The yield on the 10-year US Treasury note, which tends to rise with expectations of inflation or interest rate increases that reduce the appeal of the fixed interest securities, added 0.03 percentage points to hit 1.6 per cent for the first time since early June. Bond yields move inversely to prices.
German and UK government debt prices also fell, while Europe’s Stoxx 600 equity benchmark dropped 0.3 per cent. London’s FTSE 100 traded flat.
Economists polled by Bloomberg expect the US government’s monthly non-farm payrolls report to show employers in the world’s largest economy hired 488,000 new workers in September, more than double the number recorded in the previous month.
Perceptions that current high rates of US inflation have peaked could be upended by a resurgence in hiring, accompanied by evidence that wages are rising, analyst said.
“Markets are still positioned for inflation being transitory,” said Sonja Laud, chief investment officer at Legal & General Investment Management, after headline US price rises topped 5 per cent for three consecutive months but could mostly be explained by supply chain disruptions related to Covid-19.
“Stronger labour market data could indicate structural [inflation] factors are becoming stickier,” she added.
The Fed has already signalled that it is moving towards reducing its $120bn of monthly debt purchases that have lowered borrowing costs and boosted equity markets since last March. Half of its policymakers have also predicted the central bank will raise interest rates from record lows next year.
The yield on Germanys’ 10-year Bund rose 0.04 percentage points to minus 0.153 per cent, its highest since late May. The UK’s 10-year gilt yield added 0.05 percentage points to 1.124 per cent.
The dollar index, which measures the US currency against six others, rose 0.1 per cent to a reading of 93.4, close to its highest point of the last year.
In Asia, stocks rallied as markets echoed activity on Wall Street in the previous session after US lawmakers agreed to lift the nation’s debt ceiling temporarily, and cheered better than expected Chinese economic data.
The S&P 500 closed 0.8 per cent higher on Thursday.
Japan’s Topix led the region with a rise of as much as 1.8 per cent before closing 0.9 per cent higher.
China’s CSI 300 index of Shenzhen and Shanghai-listed stocks reopened from a market holiday this week to rise 1.4 cent. A purchasing managers’ index produced by Caixin for the nation’s services sector, which collates executives’ responses to questions on topics including hiring and new orders, rose to a higher than expected 53.4 for September.

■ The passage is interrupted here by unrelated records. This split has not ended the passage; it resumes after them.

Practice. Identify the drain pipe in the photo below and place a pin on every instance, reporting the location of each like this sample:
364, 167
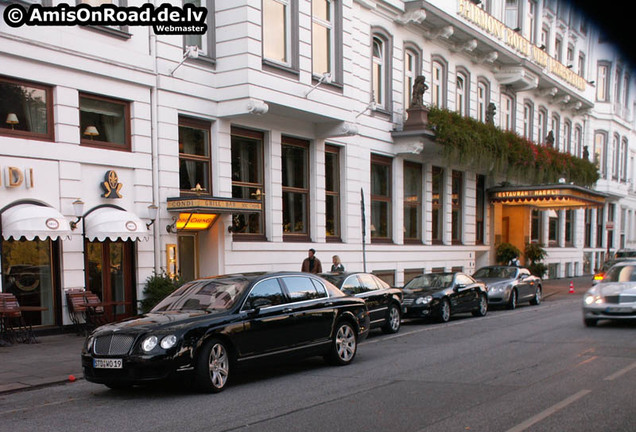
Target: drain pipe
155, 150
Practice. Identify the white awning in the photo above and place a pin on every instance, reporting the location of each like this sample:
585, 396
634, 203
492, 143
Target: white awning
31, 221
112, 223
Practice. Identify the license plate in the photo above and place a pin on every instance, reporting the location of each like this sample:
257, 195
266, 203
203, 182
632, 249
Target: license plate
108, 363
619, 310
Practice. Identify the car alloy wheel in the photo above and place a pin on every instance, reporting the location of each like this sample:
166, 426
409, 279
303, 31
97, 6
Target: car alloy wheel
482, 307
213, 368
344, 345
394, 320
444, 311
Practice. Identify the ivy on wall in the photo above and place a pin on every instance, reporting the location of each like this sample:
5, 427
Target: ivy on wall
488, 148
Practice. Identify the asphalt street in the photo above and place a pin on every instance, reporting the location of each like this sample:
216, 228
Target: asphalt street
536, 368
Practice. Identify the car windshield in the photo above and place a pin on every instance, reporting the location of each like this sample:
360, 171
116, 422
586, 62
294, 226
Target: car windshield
620, 273
495, 273
443, 280
204, 295
335, 279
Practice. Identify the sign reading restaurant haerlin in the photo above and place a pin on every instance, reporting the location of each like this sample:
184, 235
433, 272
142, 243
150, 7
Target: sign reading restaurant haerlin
482, 19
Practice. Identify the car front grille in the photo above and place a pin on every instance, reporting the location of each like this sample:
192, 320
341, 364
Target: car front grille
620, 299
113, 344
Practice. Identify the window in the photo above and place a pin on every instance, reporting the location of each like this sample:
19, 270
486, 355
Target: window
104, 122
462, 93
412, 202
280, 32
483, 99
507, 112
569, 228
480, 209
194, 156
411, 71
381, 180
326, 38
381, 67
295, 158
536, 227
26, 109
624, 156
553, 228
511, 14
247, 182
602, 82
438, 83
205, 42
567, 137
457, 203
437, 204
266, 293
332, 192
616, 157
600, 152
121, 31
555, 127
542, 124
578, 141
528, 115
303, 288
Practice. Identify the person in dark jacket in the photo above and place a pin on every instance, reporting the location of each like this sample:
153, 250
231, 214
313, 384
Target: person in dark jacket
311, 264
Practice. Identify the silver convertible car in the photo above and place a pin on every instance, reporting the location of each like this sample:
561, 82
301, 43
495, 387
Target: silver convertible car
510, 285
614, 297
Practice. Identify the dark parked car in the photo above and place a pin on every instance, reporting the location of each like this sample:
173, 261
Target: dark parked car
510, 285
209, 326
384, 302
440, 295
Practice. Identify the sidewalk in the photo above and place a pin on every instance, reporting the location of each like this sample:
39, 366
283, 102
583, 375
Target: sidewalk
57, 357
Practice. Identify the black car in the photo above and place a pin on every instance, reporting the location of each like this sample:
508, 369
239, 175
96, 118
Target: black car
384, 302
209, 326
440, 295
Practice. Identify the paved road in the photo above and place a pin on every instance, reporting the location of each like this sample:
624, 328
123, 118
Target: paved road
535, 368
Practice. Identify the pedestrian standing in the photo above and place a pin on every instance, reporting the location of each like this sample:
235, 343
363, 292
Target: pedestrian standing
337, 266
311, 264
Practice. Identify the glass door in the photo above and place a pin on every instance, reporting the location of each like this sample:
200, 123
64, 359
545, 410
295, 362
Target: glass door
110, 275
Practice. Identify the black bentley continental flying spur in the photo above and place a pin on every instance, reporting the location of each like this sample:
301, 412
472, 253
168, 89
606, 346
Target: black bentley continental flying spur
208, 327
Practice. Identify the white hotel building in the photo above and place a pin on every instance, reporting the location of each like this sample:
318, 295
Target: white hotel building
253, 154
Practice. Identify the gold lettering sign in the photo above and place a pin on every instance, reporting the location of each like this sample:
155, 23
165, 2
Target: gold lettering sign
474, 14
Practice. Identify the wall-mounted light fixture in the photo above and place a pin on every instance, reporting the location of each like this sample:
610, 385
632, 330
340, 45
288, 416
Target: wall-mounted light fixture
191, 51
325, 78
78, 210
152, 214
12, 119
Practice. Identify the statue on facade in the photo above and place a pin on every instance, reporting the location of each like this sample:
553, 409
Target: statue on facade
419, 88
490, 113
549, 140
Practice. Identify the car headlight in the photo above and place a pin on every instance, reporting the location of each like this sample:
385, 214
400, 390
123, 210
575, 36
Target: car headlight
594, 299
149, 343
424, 300
168, 341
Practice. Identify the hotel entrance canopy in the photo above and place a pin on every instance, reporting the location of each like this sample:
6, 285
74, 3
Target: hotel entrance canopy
200, 213
557, 196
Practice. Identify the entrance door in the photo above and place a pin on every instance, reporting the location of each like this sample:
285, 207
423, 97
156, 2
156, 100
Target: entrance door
187, 257
27, 272
110, 275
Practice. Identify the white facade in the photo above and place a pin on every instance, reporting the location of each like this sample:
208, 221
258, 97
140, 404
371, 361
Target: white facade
234, 84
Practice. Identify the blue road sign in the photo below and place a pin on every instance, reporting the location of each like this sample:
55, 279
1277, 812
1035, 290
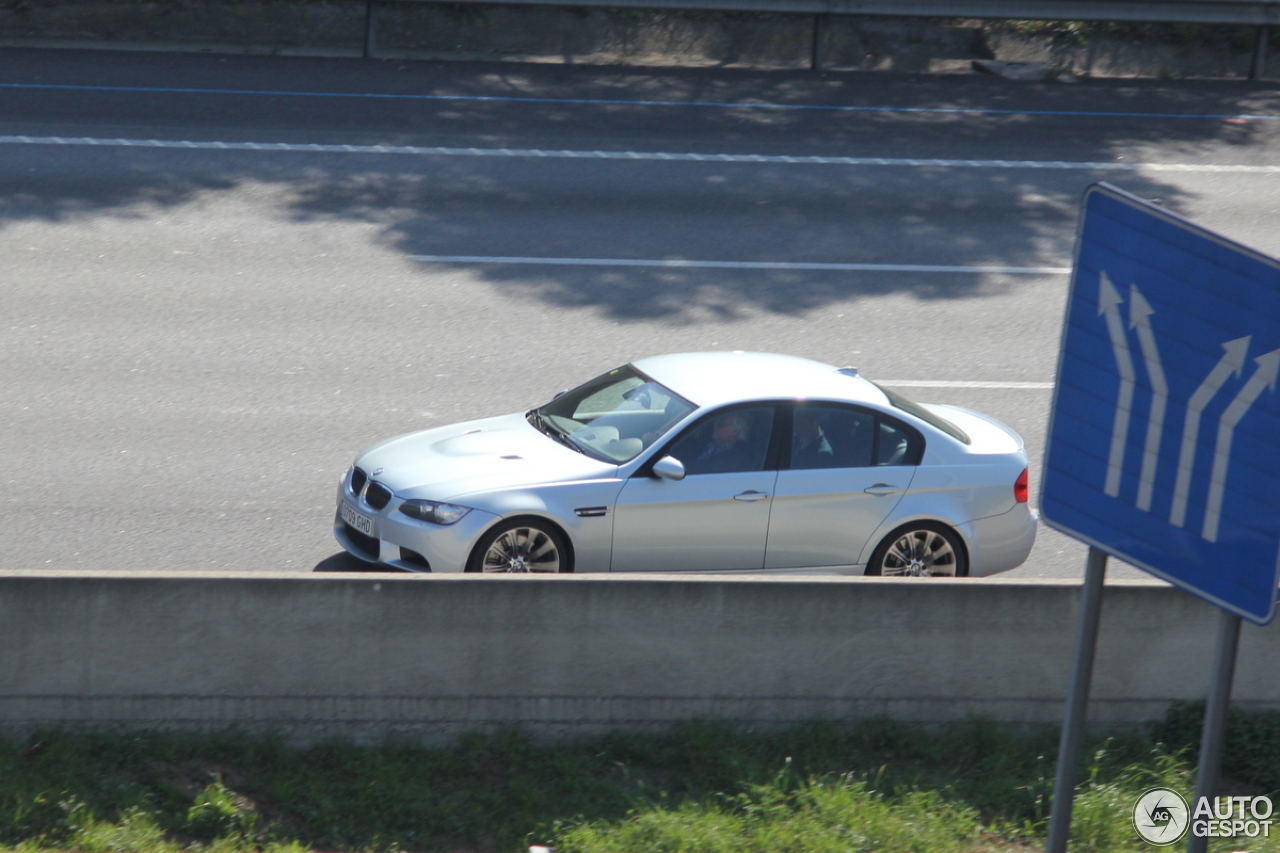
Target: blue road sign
1164, 443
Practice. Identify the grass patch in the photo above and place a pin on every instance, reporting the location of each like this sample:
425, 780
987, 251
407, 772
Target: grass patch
970, 788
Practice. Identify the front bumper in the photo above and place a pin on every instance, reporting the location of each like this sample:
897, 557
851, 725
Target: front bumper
405, 543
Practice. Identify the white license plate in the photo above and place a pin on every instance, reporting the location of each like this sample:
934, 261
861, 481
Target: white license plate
357, 520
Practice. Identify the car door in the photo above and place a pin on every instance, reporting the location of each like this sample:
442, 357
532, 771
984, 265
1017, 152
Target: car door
846, 470
717, 518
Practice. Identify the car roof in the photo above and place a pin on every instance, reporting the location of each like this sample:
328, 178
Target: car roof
718, 378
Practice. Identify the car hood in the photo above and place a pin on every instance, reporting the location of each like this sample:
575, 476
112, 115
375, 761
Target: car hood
475, 456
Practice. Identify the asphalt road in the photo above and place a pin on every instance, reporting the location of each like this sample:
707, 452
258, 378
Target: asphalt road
199, 338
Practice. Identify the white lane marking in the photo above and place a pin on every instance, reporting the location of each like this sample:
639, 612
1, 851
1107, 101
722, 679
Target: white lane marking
705, 264
1232, 363
315, 147
1139, 318
945, 383
1109, 305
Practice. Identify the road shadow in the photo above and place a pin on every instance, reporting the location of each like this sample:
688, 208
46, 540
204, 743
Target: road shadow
508, 206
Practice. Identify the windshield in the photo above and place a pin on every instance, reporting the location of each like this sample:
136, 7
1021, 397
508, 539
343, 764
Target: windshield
615, 416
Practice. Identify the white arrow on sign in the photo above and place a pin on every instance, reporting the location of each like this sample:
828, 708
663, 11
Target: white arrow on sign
1109, 305
1265, 377
1139, 318
1230, 364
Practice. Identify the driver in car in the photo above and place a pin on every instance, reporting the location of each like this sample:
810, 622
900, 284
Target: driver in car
727, 448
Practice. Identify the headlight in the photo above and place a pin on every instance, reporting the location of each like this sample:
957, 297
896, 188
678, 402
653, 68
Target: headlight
434, 511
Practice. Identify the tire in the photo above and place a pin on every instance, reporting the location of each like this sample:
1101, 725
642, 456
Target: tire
521, 546
920, 550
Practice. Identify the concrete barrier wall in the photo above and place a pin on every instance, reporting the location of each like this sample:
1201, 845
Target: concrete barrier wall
369, 655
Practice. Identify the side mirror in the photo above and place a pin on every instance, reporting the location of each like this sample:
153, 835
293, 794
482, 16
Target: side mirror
668, 468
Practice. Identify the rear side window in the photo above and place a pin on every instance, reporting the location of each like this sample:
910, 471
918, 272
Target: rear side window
835, 436
917, 410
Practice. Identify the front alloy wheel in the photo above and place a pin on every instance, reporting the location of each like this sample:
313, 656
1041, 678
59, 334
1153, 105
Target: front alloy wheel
920, 550
517, 548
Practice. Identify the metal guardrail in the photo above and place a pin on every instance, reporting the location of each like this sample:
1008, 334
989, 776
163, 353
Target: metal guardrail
1257, 13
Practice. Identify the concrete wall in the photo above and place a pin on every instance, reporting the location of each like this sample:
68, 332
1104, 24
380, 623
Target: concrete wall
369, 655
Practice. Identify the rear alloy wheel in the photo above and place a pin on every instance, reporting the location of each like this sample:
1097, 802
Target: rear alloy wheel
521, 547
919, 550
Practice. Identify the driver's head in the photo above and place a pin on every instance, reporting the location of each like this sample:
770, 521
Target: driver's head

The reading, above the 50 threshold that separates expansion from contraction, indicated solid growth and helped alleviate expectations of another month of decline that had mounted during the market closure.
But new measures to boost Chinese coal production in the wake of an energy crunch and rolling blackouts weighed on coal prices and the shares in the country’s biggest listed miners.
Thermal coal futures trading in Zhengzhou opened almost 3 per cent higher on Friday but reversed course to swing down about 11 per cent after local media reported that energy officials in Inner Mongolia had raised local miners’ coal production capacity by 100m tonnes.
The CSI Coal index of listed Chinese miners fell as much as 5.5 per cent.